Category C: High-Priority Gitea Issues (Too Large for One Session)

#116, #144, #45, #100, #57: All require multi-session design and implementation. ELIMINATED from consideration.

Recommendation: Combined #138 + #143

Rationale

  1. #138 is the natural next step after #733. We fixed from_remote() URL validation; now we need to actually wire up the remote loading that was broken. This is a 1-line fix in a function that already exists.

  2. #143 is a clean dependency removal. The memoize crate adds a runtime hash map cache for 2 arithmetic operations. Removing it simplifies the dependency tree and makes the code more predictable.

  3. Both changes are orthogonal -- they touch different crates (terraphim_automata vs terraphim_rolegraph), so no merge conflicts between them.

  4. Combined effort: ~1 hour. Both are well-scoped with existing test coverage.

  5. Combined value: HIGH. One unblocks a documented feature.

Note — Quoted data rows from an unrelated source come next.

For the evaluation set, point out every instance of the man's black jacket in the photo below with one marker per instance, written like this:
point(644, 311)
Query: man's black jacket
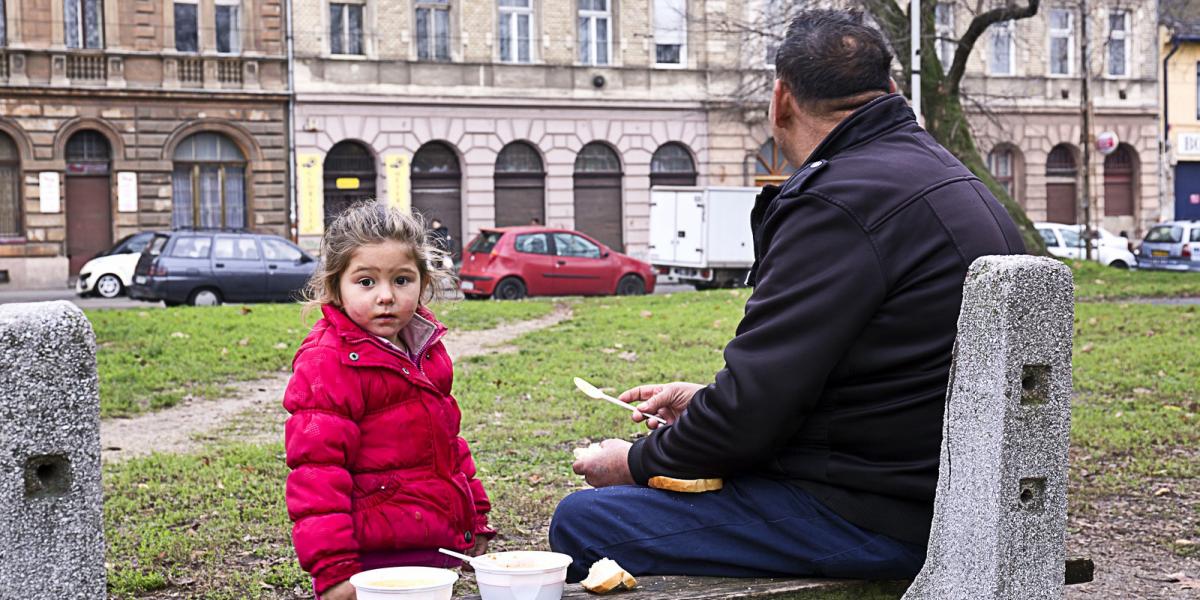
point(837, 377)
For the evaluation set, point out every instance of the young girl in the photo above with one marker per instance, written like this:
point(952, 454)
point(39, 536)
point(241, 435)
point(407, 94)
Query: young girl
point(379, 475)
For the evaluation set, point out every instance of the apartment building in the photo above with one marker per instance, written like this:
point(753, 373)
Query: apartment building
point(1024, 91)
point(126, 115)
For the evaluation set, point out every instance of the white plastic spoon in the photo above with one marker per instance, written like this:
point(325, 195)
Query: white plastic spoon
point(593, 391)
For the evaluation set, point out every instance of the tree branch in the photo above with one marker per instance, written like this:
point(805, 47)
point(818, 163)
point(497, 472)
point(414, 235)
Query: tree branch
point(978, 25)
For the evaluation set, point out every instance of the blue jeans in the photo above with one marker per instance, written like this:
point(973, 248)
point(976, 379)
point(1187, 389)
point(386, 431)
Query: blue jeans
point(754, 527)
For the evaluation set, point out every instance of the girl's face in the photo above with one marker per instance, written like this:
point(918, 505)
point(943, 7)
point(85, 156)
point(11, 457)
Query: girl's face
point(381, 288)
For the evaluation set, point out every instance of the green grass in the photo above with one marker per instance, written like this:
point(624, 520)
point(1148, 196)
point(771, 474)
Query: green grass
point(167, 520)
point(155, 358)
point(1096, 282)
point(1135, 407)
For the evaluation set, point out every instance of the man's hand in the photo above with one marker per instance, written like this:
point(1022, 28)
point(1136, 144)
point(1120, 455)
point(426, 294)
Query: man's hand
point(606, 466)
point(669, 401)
point(343, 591)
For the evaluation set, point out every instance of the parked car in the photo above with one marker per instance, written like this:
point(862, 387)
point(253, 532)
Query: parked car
point(211, 267)
point(1067, 241)
point(1174, 246)
point(111, 273)
point(514, 262)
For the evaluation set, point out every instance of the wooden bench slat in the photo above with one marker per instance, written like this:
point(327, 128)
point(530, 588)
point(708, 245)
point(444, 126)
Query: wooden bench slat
point(713, 588)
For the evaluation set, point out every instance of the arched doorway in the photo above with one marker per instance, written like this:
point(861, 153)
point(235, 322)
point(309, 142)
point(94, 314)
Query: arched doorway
point(437, 190)
point(1007, 167)
point(771, 165)
point(209, 183)
point(672, 166)
point(349, 177)
point(1119, 181)
point(1061, 173)
point(10, 189)
point(89, 199)
point(520, 186)
point(598, 209)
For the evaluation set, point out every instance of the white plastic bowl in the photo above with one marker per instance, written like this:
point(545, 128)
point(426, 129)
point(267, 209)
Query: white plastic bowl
point(406, 583)
point(522, 575)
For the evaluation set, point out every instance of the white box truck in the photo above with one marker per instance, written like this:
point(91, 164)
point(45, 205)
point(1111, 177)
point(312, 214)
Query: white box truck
point(701, 235)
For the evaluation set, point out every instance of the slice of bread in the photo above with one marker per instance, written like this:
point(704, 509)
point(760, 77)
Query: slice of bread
point(606, 575)
point(581, 453)
point(685, 485)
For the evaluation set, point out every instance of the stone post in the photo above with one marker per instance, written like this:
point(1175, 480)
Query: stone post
point(52, 535)
point(1000, 517)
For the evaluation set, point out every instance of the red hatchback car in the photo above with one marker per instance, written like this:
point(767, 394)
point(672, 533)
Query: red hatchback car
point(514, 262)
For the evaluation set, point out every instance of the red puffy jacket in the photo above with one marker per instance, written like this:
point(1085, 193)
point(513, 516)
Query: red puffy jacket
point(377, 463)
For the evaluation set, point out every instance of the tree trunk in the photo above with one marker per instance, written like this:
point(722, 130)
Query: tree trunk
point(948, 124)
point(942, 107)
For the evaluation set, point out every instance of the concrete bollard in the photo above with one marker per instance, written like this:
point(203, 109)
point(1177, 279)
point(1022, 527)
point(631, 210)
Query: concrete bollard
point(52, 535)
point(1000, 517)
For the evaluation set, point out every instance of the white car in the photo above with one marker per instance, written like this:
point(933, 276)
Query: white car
point(109, 274)
point(1067, 241)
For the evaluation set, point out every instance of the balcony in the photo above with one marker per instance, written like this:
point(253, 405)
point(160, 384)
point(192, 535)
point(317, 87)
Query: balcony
point(87, 67)
point(118, 69)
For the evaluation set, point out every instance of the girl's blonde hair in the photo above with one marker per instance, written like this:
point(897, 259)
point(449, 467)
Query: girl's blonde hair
point(373, 222)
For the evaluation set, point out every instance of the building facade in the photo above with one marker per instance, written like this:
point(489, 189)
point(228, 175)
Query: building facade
point(1024, 91)
point(118, 117)
point(499, 112)
point(487, 113)
point(1181, 115)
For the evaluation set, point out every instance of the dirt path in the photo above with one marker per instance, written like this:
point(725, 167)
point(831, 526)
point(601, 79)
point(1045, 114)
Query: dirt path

The other removes unnecessary complexity.

Constraints

Technical Constraints

  • #138 requires remote-loading feature to be enabled for testing
  • #138's live test (test_load_thesaurus_from_url) requires network access and is #[ignore]
  • #143's memoize removal needs verification that no other code in the workspace uses the memoize crate

Vital Few (Max 3)

| Constraint | Why Vital | Evidence | |------------|-----------|----------| | Must not break WASM build | terraphim_automata has WASM target; remote-loading is feature-gated | Feature gate already handles this | | Must keep backward compatibility | magic_pair/magic_unpair are public API | Removing memoize doesn't change signatures | | Must have test coverage | Both changes touch core functionality | Existing tests cover both paths |

Eliminated from Scope

| Eliminated Item | Why Eliminated | |-----------------|----------------| | PR #426 (RLM) | 12K+ lines, experimental, too large | | PR #726 rebase | High conflict with #733/#734, 3-5 hours | | PR #731 rebase | Medium scope but agent spawning is not urgent | | #142 async wrappers | Breaking API change, low value | | #141 ID generation | Needs design phase, changes data model | | #140 reduce cloning | Needs profiling first | | #116/#144/#45/#100/#57 | Multi-session features, not one-session tasks |

Risks and Unknowns

| Risk | Likelihood | Impact | Mitigation | |------|------------|--------|------------| | Remote thesaurus URL in test is stale | Low | Low | Test is #[ignore], can verify manually | | memoize crate used elsewhere in workspace | Low | Low | Grep confirms only in terraphim_rolegraph | | Removing memoize regresses performance for repeated calls | Very Low | Low | Pure math is faster than hash lookup for u64 |

Assumptions

| Assumption | Basis | Risk if Wrong | Verified? | |------------|-------|---------------|-----------| | read_url function body is correct | It was written intentionally, just not wired up | Would need debugging | Partially (code reads correctly) | | reqwest is available when remote-loading feature is enabled | Feature gate in Cargo.toml | Build failure | Yes (feature exists in Cargo.toml) | | No other workspace crate depends on memoize | Grep search | Build failure | Need to verify |

Code Locations

| Component | Location | Purpose | |-----------|----------|---------| | load_thesaurus (remote) | crates/terraphim_automata/src/lib.rs:346-400 | Broken Remote arm | | read_url (dead code) | crates/terraphim_automata/src/lib.rs:348-378 | HTTP fetch for thesaurus | | magic_pair | crates/terraphim_rolegraph/src/lib.rs:1268-1271 | Memoized pairing function | | magic_unpair | crates/terraphim_rolegraph/src/lib.rs:1282-1287 | Memoized unpairing function | | memoize import | crates/terraphim_rolegraph/src/lib.rs:3 | Dependency import | | memoize dep | crates/terraphim_rolegraph/Cargo.toml:23 | Crate dependency |

Next Steps

If approved, proceed to Phase 2 (Design) for the combined #138 + #143 implementation plan.